BREAKING: Shell-BG merger approved

BG Group’s shareholders on Thursday approved the multi-billion merger with Hague-based energy giant Shell, creating the world’s largest LNG company. This is Shell’s biggest ever acquisition and the largest oil and gas deal since Exxon bought Mobil in 1999.

According to a statement by BG, 99.53 percent of shareholders of the UK-based company voted in favour of this historic deal while 0.47 of BG’s shareholders were against.

Shell’s shareholders approved the deal on Wednesday with 83.08 percent votes in favor of the merger while 16.92 percent voted against the combination.

Both Shell and BG needed 50 percent shareholder approval plus one vote to approve the combination. BG also required votes representing 75 percent of the total value of its shares in favour.

The transaction is expected to complete on February 15, subject to the satisfaction or waiver of certain customary conditions, “including the sanction of the scheme of arrangement to implement the combination by the High Court of Justice“, Shell said in a statement on Thursday.

Commenting on the BG shareholder vote, Ben van Beurden, CEO of Shell, said: “I am very pleased that BG shareholders have voted in favour of the combination and look forward to welcoming them onto our register when the transaction closes. BG adds attractive deep water and integrated gas positions and will act as a catalyst for accelerating the re-shaping of our business. We now look forward delivering the benefits of the combination as quickly as possible following completion.”

LNG colossus

Shell’s Integrated Gas business, which has grown into a business that generated over the last three years on average $11 billion of cash flow per year from around $2 billion in 2009, will be established as a standalone organisation after the merger, Shell said.

The combined group’s equity LNG capacity is expected to be 44 mtpa in 2018, compared to Shell’s 26 mtpa in 2014.

The merger will also create the world’s largest LNG shipping operator, managing and operating around 70 vessels that carry chilled gas.

Merger value and oil price

Since the proposed merger was announced last April, the price of crude oil has continued its descent and is more than 40 percent lower than when the deal was announced.

The deal is currently priced at around $50 billion, down $20 billion from the value in April.

Job cuts

Shell’s CEO Ben van Beurden recently said that the Hague-based giant expects a reduction of 10,000 staff after completion of the proposed merger with BG.

Synergies from the BG combination “will include a reduction of some 10,000 staff and direct contractor positions in 2015-16 across both companies, as streamlining and integration of the two companies continue,” van Beurden said.
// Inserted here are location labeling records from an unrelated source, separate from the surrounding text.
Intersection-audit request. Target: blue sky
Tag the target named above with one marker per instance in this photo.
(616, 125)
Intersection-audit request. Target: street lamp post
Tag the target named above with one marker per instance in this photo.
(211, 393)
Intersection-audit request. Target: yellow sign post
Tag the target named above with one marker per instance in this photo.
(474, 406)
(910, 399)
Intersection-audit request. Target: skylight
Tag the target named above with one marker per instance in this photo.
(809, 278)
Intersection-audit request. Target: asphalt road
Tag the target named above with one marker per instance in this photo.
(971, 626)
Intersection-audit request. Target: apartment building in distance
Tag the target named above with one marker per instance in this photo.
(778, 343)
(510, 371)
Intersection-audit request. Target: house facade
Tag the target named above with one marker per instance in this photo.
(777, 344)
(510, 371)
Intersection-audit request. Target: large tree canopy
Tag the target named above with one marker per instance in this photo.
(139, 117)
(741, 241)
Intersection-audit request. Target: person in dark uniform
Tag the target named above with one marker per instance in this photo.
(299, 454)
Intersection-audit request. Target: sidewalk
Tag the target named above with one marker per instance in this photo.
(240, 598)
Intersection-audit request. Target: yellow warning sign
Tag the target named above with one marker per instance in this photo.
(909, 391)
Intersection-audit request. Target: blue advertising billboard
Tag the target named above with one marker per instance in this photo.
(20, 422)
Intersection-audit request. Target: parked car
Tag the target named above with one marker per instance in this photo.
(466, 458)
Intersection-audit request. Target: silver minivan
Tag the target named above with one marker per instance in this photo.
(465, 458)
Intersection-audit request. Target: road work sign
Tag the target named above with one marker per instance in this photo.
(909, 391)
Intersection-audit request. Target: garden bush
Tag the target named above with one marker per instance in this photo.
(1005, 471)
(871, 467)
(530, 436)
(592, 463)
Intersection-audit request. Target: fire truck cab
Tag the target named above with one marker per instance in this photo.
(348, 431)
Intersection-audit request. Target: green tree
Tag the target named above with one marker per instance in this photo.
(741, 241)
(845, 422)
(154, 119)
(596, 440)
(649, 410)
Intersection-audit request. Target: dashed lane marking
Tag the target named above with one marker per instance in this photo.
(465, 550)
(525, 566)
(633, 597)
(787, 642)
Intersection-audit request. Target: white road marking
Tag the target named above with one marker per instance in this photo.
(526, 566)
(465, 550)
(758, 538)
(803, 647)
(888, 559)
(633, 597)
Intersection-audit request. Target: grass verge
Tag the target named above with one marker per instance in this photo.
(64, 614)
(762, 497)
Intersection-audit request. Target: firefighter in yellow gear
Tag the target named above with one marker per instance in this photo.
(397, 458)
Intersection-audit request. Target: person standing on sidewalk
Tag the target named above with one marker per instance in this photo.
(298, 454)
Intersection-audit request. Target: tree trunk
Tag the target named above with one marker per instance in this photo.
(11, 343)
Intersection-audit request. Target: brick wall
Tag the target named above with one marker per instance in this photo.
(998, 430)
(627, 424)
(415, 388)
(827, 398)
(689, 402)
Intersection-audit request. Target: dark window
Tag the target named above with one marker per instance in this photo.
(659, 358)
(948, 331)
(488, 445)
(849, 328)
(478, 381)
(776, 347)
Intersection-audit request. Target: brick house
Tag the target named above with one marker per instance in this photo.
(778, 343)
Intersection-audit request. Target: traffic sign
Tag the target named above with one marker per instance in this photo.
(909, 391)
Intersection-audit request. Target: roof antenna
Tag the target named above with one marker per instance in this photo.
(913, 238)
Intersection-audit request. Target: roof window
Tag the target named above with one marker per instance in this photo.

According to the CEO, capital investment for Shell and BG combined in 2016 is currently expected to be $33 billion, around a 45% reduction from combined spending, which peaked in 2013.

LNG World News poll

LNG World News recently created two polls for our readers to give their opinion on how they think Shell’s and BG shareholders will vote on the proposed merger.

The first poll revealed that 75.2 percent of Shell’s shareholders voted to approve the deal, while 24.8 percent of the shareholders said no to the combination.

According to the results from the second poll, 79 percent of BG’s shareholders said yes to the merger, while 21 percent of the shareholders voted against the deal.